Now the food which has been created by Achatz alongside his executive chef Dan Perretta. At the moment, the menu is à la carte with a tasting menu and chef’s table option coming soon, there's also the option to order a tasting of three or five drinks paired with food - probably the best way to experience the restaurant. Achatz says the team will eventually open all day, even serving breakfast which he says has beeen inspired by his recent trip to Melbourne, a city where breakfast is taken very seriously.

Left to Right: Lime leaf cured Kampachi with Thai green curry, cucumber, heart of palm and caviar lime; Takoyaki: Spanish octopus, ginger, nori, bonito and sweet onion; Frozen corn custard, Char roe, mango, yellow tomato tom yum snow.



The food menu is truly global, with Thai, Japanese, Italian and even Peruvian ingredients combining to create plates that pop with intense flavours. There’s classics such as the famous potato, parmesan and truffle explosion, a pasta dish that screams 'just one more'. There’s also a wonderful Latin American style dish simply called Pineapple: a fresh hit of frozen passionfruit on top of a deep, chocolaty mole that’s punctuated by tangy notes of black mint and different presentations of pineapple.

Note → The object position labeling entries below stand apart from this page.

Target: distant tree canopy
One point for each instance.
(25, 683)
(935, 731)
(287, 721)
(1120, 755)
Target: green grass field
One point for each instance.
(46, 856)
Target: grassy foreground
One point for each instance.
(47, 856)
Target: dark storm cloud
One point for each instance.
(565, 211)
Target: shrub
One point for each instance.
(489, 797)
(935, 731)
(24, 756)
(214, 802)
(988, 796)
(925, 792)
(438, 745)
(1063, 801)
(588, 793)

From left to right: Heirloom Tomatoes, Pineapple, Black Truffle Explosion.



Another dish, Heirloom Tomatoes, is a modern take on the famous caprese combination of Italy, except at The Aviary, the tomato base is now a raspberry gaspatcho, and the slices of expected mozzarella are replaced by frozen chunks of burrata cheese that create a creamy melt as soon as they hit the tongue. It's a caprese combination direct from the future.

At the end of the meal, guests who book a table, can also step next door and experience The Office, a speak-easy style bar also created by Achatz and Kokanas. Here, guests can sample a whole new menu of cocktails and food - plus a dessert Sundae that will take you back to childhood before you’ve even opened your mouth.